One of my life lessons learned very early was that change is a force to embrace and not resist. Jobs were lost and gained, and careers continue to ebb and flow. I have experienced much in this existence that continues to be filled with wonders. When the news of an epidemic became life within a pandemic, I knew that humanity took another global shift not unlike those embedded in my youthful memories of a world emerging from a global war where nuclear bombs were used. I reflected on the books by futurist Alvin Toffler.
We are living through the fog of change on a global scale that academics will build careers upon through publishing research of minutia, business authors will publish their notions, and marketers will coin phrases to to help package goods and services. AGL clients who are experiencing growth and success through the pandemic are giving me pause for reflection on what is working.
Here's what I know. Well-designed websites for small businesses are effective windows into an enterprise, but pages must have features for immediate interaction such as contact forms and link buttons. Websites do not market themselves. Visitors must be enticed to go to selected pages where they might decide to explore other pages of a site. The best avenues to pages on a website are articles, photos and video on Facebook, LinkedIn and Google My Business. Other platforms like Instagram and Twitter help and all others are questionable! Email marketing campaigns through newsletters and bulletins are high on my list of tactics for small businesses to survive downturns in business and economic cycles and thrive. Content is used to populate social media pages and drive readers and listeners to selected corporate website pages where they can interact with key contacts. I remain undecided about the value of online advertisements. Facebook ads are inexpensive and easy to launch, but substantial conversion to sales or action of some kind is debateable. But, ads do so much more. They give detail about audiences and traffic driven to websites, and that is a good thing. Buy and sell sites for small businesses in small local markets, especially on Facebook, work very well.
Placing fences around generations
I am an advocate of understanding human behavior through culture, geography, demographics, and generational values and experiences to form tactics and strategy in marketing. For years, I placed too much faith in applying the widely-held notions of differences between Baby Boomers, Generation X, Generation Y (Millennials), and now Gen Z (iGens).

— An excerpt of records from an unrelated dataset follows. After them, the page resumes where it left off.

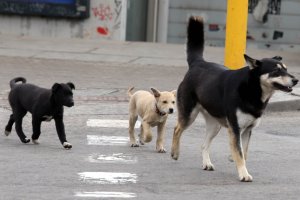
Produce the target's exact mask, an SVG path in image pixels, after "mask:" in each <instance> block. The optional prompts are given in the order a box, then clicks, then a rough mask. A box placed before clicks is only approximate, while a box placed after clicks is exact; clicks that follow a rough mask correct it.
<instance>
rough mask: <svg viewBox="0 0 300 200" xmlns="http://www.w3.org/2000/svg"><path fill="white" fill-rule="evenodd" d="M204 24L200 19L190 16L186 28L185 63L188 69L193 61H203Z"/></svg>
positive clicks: (191, 63) (191, 64) (193, 61)
mask: <svg viewBox="0 0 300 200" xmlns="http://www.w3.org/2000/svg"><path fill="white" fill-rule="evenodd" d="M203 50H204V24H203V18H202V17H194V16H191V17H190V19H189V23H188V27H187V61H188V64H189V67H192V63H193V62H194V61H195V60H203Z"/></svg>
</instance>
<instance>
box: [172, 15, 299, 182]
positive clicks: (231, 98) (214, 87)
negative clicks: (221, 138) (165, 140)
mask: <svg viewBox="0 0 300 200" xmlns="http://www.w3.org/2000/svg"><path fill="white" fill-rule="evenodd" d="M187 32H188V40H187V61H188V64H189V70H188V72H187V73H186V75H185V77H184V79H183V81H182V82H181V83H180V85H179V87H178V90H177V107H178V123H177V126H176V127H175V131H174V136H173V145H172V157H173V159H175V160H177V159H178V156H179V140H180V136H181V133H182V132H183V131H184V130H185V129H186V128H187V127H188V126H189V125H190V124H191V123H192V122H193V121H194V120H195V117H196V116H197V114H198V112H202V113H203V114H204V115H205V116H207V118H206V119H208V120H207V123H208V122H209V123H210V122H211V121H213V123H216V125H213V126H215V127H217V128H216V129H215V130H214V131H213V132H212V133H211V135H212V136H208V137H211V138H210V139H209V140H210V141H209V140H208V141H207V144H205V145H206V146H209V144H210V142H211V140H212V138H213V137H214V136H215V135H216V134H217V132H218V130H219V129H218V126H220V127H221V125H222V126H225V127H227V128H228V129H230V131H229V132H231V133H232V135H231V136H230V137H232V141H231V142H232V143H233V144H232V147H233V148H234V149H233V151H236V152H237V154H238V155H239V158H236V159H239V161H241V162H242V161H243V160H244V159H245V157H246V156H244V152H243V147H242V144H241V137H242V136H241V135H242V133H243V132H242V129H245V130H247V137H248V138H247V139H246V140H245V141H247V144H243V145H245V146H247V148H248V141H249V139H250V135H251V129H252V127H253V126H255V120H256V119H258V118H260V117H261V115H262V114H263V112H264V110H265V108H266V105H267V103H268V101H269V99H270V97H271V96H272V94H273V91H274V90H282V91H285V92H290V91H291V90H292V89H291V88H292V86H294V85H296V84H297V82H298V80H297V79H296V78H295V77H294V76H292V75H290V74H288V73H287V70H286V68H285V65H284V64H283V63H281V62H280V60H281V57H278V56H276V57H274V58H264V59H261V60H256V59H253V58H250V57H249V56H247V55H245V59H246V61H247V62H248V63H249V66H248V67H244V68H241V69H239V70H228V69H227V68H226V67H225V66H223V65H220V64H217V63H213V62H207V61H205V60H204V58H203V50H204V26H203V20H202V19H201V18H196V17H191V18H190V20H189V25H188V29H187ZM264 75H265V76H264ZM261 77H267V78H266V80H268V81H271V80H272V81H274V80H273V79H271V78H274V77H286V78H287V79H288V80H289V84H288V85H283V84H280V83H278V82H275V81H274V82H272V83H270V84H269V85H267V86H265V85H264V86H262V85H263V84H267V82H266V83H263V82H262V79H261ZM265 87H267V88H265ZM238 111H239V112H241V113H242V114H243V115H244V116H245V115H246V116H251V118H253V123H250V124H248V125H247V127H244V126H243V125H241V124H239V120H240V119H239V118H238V117H239V116H238ZM207 126H208V124H207ZM209 126H210V124H209ZM245 126H246V125H245ZM208 134H210V133H208ZM205 145H204V146H205ZM205 148H206V147H205ZM207 149H208V148H207ZM246 150H247V149H244V151H246ZM245 154H246V152H245ZM209 163H210V161H209ZM238 167H239V166H238ZM204 169H208V170H213V166H212V165H211V166H209V167H208V168H207V166H204ZM244 174H247V173H244ZM240 179H241V180H243V181H251V180H252V177H251V176H250V175H249V177H247V176H246V177H244V176H243V175H241V174H240Z"/></svg>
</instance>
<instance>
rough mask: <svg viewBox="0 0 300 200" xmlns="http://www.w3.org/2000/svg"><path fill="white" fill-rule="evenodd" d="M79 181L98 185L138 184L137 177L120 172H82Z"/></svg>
mask: <svg viewBox="0 0 300 200" xmlns="http://www.w3.org/2000/svg"><path fill="white" fill-rule="evenodd" d="M78 175H79V179H80V180H81V181H83V182H87V183H97V184H126V183H136V181H137V175H136V174H131V173H118V172H81V173H78Z"/></svg>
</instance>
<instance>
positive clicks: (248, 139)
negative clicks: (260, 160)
mask: <svg viewBox="0 0 300 200" xmlns="http://www.w3.org/2000/svg"><path fill="white" fill-rule="evenodd" d="M251 133H252V127H249V128H246V129H245V130H244V132H243V133H242V146H243V151H244V157H245V160H247V158H248V146H249V141H250V137H251Z"/></svg>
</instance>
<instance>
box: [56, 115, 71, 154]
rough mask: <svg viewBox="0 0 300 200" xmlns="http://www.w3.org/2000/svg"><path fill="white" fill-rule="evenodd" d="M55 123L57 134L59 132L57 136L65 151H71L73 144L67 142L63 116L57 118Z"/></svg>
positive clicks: (56, 131) (64, 125) (56, 118)
mask: <svg viewBox="0 0 300 200" xmlns="http://www.w3.org/2000/svg"><path fill="white" fill-rule="evenodd" d="M54 121H55V126H56V132H57V135H58V138H59V140H60V142H61V144H62V145H63V147H64V148H65V149H71V148H72V144H71V143H69V142H67V139H66V133H65V125H64V122H63V117H62V114H61V115H59V116H55V117H54Z"/></svg>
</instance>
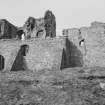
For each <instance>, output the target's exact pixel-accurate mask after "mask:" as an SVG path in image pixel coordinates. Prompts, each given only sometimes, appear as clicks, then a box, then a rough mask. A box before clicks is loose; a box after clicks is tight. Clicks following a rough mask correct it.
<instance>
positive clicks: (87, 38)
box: [63, 22, 105, 67]
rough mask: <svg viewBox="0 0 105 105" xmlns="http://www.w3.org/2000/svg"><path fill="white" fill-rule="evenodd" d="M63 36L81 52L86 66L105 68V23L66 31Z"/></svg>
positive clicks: (93, 23) (85, 65)
mask: <svg viewBox="0 0 105 105" xmlns="http://www.w3.org/2000/svg"><path fill="white" fill-rule="evenodd" d="M63 35H66V36H68V38H69V40H70V41H71V42H73V43H74V44H75V45H76V46H77V48H78V49H79V50H80V51H81V53H82V55H83V63H84V66H102V67H104V66H105V59H104V58H105V53H104V52H105V23H100V22H93V23H91V26H90V27H82V28H80V29H77V28H73V29H65V30H63ZM81 41H83V42H82V44H80V43H81Z"/></svg>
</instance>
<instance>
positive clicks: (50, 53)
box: [0, 39, 65, 71]
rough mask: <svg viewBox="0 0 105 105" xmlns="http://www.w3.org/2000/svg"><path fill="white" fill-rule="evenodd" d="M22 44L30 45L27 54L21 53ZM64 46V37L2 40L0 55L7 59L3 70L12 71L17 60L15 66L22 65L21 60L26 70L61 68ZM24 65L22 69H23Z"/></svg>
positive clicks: (25, 44)
mask: <svg viewBox="0 0 105 105" xmlns="http://www.w3.org/2000/svg"><path fill="white" fill-rule="evenodd" d="M22 45H27V46H29V49H28V51H27V52H26V55H23V54H22V53H21V52H22V51H21V52H19V51H20V49H21V46H22ZM64 46H65V40H64V39H53V40H52V39H48V40H47V39H46V40H43V39H33V40H27V41H13V40H8V41H3V40H1V41H0V55H2V56H3V57H4V61H5V63H4V65H5V66H4V70H3V71H5V70H6V71H7V70H9V71H11V69H12V66H13V64H14V62H16V64H15V67H16V66H17V67H20V66H21V64H20V62H21V63H23V64H22V67H23V66H25V67H26V68H24V69H25V70H32V71H37V70H42V69H49V70H55V69H56V70H57V69H58V70H59V69H60V66H61V59H62V50H63V48H64ZM23 50H24V49H23ZM19 54H20V55H19ZM17 56H18V57H17ZM23 60H24V61H23ZM22 67H21V68H20V69H23V68H22ZM14 71H15V69H14Z"/></svg>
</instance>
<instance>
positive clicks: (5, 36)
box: [0, 19, 18, 39]
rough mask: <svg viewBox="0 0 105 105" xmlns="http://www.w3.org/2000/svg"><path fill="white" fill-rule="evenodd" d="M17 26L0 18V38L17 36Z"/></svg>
mask: <svg viewBox="0 0 105 105" xmlns="http://www.w3.org/2000/svg"><path fill="white" fill-rule="evenodd" d="M17 30H18V27H16V26H14V25H13V24H11V23H10V22H8V21H7V20H6V19H1V20H0V39H13V38H16V36H17Z"/></svg>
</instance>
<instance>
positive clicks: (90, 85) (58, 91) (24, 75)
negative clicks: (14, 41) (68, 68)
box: [0, 67, 105, 105]
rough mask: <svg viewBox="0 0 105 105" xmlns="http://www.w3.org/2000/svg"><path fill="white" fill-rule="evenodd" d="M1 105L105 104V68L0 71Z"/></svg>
mask: <svg viewBox="0 0 105 105" xmlns="http://www.w3.org/2000/svg"><path fill="white" fill-rule="evenodd" d="M0 77H1V79H0V81H1V82H0V105H105V68H100V67H93V68H74V69H72V68H71V69H65V70H63V71H49V70H42V71H39V72H37V73H35V72H34V73H33V72H24V73H23V72H18V73H16V72H14V73H9V72H8V73H0Z"/></svg>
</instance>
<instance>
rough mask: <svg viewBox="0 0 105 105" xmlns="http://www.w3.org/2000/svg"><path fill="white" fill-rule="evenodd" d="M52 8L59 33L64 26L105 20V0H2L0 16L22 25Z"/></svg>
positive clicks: (67, 27)
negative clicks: (55, 16) (54, 14)
mask: <svg viewBox="0 0 105 105" xmlns="http://www.w3.org/2000/svg"><path fill="white" fill-rule="evenodd" d="M48 9H49V10H52V12H53V13H54V14H55V16H56V20H57V32H58V34H59V33H60V31H61V30H62V29H63V28H72V27H81V26H89V25H90V23H91V22H92V21H100V22H105V0H0V18H6V19H8V20H9V21H10V22H12V23H13V24H14V25H16V26H22V25H23V24H24V22H25V21H26V19H27V18H28V17H29V16H34V17H36V18H38V17H43V16H44V13H45V11H46V10H48Z"/></svg>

I had set aside what I learned decades ago in university about how geography and culture among other things affect human behavior (use of Earth's resources). I embraced the infographics, explainer-boards, video, and endless articles about the persona of the generations that were neatly boxed and wrapped, and tied with a ribbon. I fell for the intellectual babblegab hook, line, and sinker. Yes, indeed, there are differences and social media networks with their algorithms and metrics generate very useful information about the generations, and so does learned research at universities and colleges if you take the time to read. The information, however, is most useful for North American markets and places of Europe where World War II spawned the first of the visible generations - Baby Boomers. A generation is not that easy to define when child bearing ages in all places on Earth and life expectancy and many other factors affecting birth and death vary. In North America we package the generations and marketers are making mistakes.
Online and In-Person Events
The COVID-19 pandemic has opened a new era of events, conferences, trade shows, and exhibits where attendees will have expectations of participating online or in person. Hybrid events have arrived in spades. When I was executive director of the Canadian Institute of Marketing, I began hybrid annual meetings about 10 years ago to accommodate members and guests who wanted to attend in person and those who lived in other countries who wanted to participate in the business meeting and educational presentations. When the economic downturn of the early 2000s happened, I was an executive director and held the first online annual meeting of the Canadian Concrete Pipe Association because travel to participate in a 90-minute event and a day of presentations with all the expenses of travel and event planning could not be justified. This year, I have represented clients at online exhibits and conferences using newly-created platforms that accommodate "virtual" conferences and exhibits. These platforms are here to stay and the future is a blend of online and in-person events. It is important for marketers to find ways of economizing budgets that provide an experience that has value to people attending online and off.
Marketing is a bucket of skills, experience, knowledge and credentials held by a person to help sell something. In this digital world, clients of consulting marketers are demonstrating what works best. My experience suggests that online promotion, understanding the generations affecting markets, and the shift to hybrid events are marketing tactics that can benefit small businesses in an economy recovering from the pandemic.